Thermoregulatory behavior in temperate bats is influenced by gender, food availability, ambient temperature and reproduction. Ecologically and morphologically similar bat species (Myotis bechsteinii, M. nattereri, and Plecotus auritus; Vespertilionidae) facing similar diurnal conditions should therefore not differ in their thermoregulatory behavior. Identified day roosts (n = 23) of radio-tagged bats (n = 30) were spread over an area of 33.1 ha, but ambient temperature did not differ between roosting sites. Furthermore, there was no significant difference in cardinal direction, roost height, canopy coverage, and breast height diameter between day roosts used by the three species. Minimum roost temperatures and isolation values, however, differed significantly between our species with lowest values in P. auritus. The range of skin temperatures (min–max) recorded by temperature-sensitive transmitters was not species-specific with the lowest ranges in late pregnancy (mean ± SD: 7.1 ± 1.1 °C) and highest in post-lactation (mean ± SD: 13.1 ± 1.1 °C).
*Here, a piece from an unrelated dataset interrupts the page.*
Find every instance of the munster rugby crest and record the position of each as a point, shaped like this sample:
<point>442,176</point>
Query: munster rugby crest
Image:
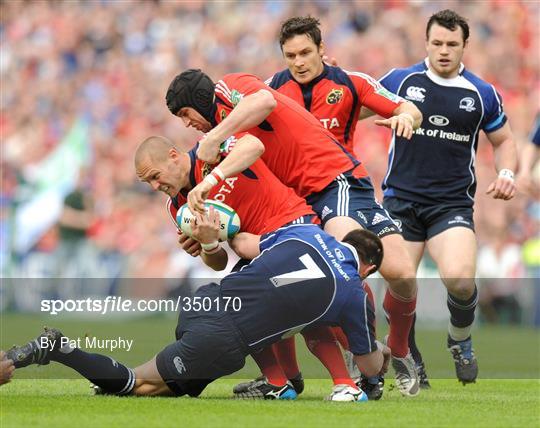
<point>334,96</point>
The minimum skin temperature, however, was species-specific with the lowest values in P. auritus (mean ± SD: 20.2 ± 1.1 °C), intermediate in M. nattereri (mean ± SD: 23.4 ± 1.0 °C), and the highest in M. bechsteinii (mean ± SD: 26.8 ± 1.0 °C). Species-specific usage of energy-saving mechanisms might represent an important niche differentiation of species. Different mechanisms might allow, e.g. one species to occupy colder roosts with higher temperature variations or to shorten foraging times due to distinct thermoregulatory behavior.